Autophagy and NADPH Oxidase Activity Tend to Regulate Angiogenesis in Pulmonary Artery Endothelial Cells with Pulmonary Hypertension

Abstract Persistent pulmonary hypertension of the newborn (PPHN) occurs in one in 500 live births, with a high mortality rate. Inadequate pulmonary artery relaxation and decreased blood vessel density in the lungs are the primary causes of this type of pulmonary hypertension. Intrauterine ductus arteriosus ligation of fetal lambs during late gestation is the most commonly used animal model to study PPHN. Increased reactive oxygen species (ROS) formation in lungs, pulmonary arteries, and pulmonary artery endothelial cells (PAECs) is a common observation in this model.

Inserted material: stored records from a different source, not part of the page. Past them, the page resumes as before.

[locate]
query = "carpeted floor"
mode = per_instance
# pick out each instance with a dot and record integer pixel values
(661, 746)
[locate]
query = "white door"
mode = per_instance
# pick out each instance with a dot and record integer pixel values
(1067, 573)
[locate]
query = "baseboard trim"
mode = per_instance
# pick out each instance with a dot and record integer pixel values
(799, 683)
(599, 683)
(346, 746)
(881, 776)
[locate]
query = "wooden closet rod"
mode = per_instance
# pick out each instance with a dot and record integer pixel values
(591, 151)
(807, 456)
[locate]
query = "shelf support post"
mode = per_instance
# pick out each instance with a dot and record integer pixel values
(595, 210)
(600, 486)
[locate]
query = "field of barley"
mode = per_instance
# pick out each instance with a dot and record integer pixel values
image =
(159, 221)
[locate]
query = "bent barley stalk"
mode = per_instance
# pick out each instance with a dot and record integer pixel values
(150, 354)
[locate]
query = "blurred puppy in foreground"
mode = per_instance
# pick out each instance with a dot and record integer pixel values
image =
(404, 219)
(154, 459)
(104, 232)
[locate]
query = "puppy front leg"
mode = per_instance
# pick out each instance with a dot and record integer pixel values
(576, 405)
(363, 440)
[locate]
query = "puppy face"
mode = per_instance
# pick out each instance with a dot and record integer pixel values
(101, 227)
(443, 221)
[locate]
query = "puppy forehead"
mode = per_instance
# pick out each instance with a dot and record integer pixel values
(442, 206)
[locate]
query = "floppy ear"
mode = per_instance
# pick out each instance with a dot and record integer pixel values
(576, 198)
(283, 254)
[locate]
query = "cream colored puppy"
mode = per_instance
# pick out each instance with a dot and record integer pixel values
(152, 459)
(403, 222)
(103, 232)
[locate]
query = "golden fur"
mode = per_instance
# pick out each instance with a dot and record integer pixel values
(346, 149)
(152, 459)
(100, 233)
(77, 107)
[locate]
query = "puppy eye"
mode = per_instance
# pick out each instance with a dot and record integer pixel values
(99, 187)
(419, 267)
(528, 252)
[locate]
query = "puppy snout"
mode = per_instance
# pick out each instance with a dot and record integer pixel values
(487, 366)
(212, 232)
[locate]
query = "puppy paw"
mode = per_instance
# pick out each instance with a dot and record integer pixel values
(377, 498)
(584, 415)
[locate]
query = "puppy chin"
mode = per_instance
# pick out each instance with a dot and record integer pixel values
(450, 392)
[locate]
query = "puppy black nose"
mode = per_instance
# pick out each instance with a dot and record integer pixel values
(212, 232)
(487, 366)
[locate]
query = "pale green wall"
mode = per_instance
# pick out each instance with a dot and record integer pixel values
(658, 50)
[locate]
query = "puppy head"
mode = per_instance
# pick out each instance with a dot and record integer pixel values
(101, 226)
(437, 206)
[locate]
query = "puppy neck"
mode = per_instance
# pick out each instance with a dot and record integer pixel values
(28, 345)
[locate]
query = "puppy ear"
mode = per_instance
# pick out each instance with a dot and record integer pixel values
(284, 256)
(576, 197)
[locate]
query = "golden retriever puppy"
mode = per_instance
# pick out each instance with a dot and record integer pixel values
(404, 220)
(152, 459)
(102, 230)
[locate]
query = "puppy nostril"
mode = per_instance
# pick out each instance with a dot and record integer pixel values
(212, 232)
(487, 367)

Uncoupled endothelial nitric oxide synthase, increased NADPH oxidase activity, decreased MnSOD expression and activity, and increased mitochondrial superoxide formation contribute to the increased ROS and decreased nitric oxide (NO) bioavailability in this model. Nitric oxide is an important mediator for angiogenic factor-mediated blood vessel formation; thus decreased NO formation, at least in part, explains the impaired angiogensis in PPHN. Pulmonary artery endothelial cells from PPHN sheep demonstrate a phenotype of increased autophagy and impaired angiogenesis. Antioxidants, or knocking down either Beclin 1 or p47 phox , mitigate the impaired angiogenesis. Chemical inhibition of autophagy in PPHN PAECs decreases the association between gp91 phox and p47 phox , with improvement in angiogenesis. Data indicate a cross-talk between autophagy and NADPH oxidase activity in the developing lungs with PPHN, which plays an important role in regulating angiogenesis.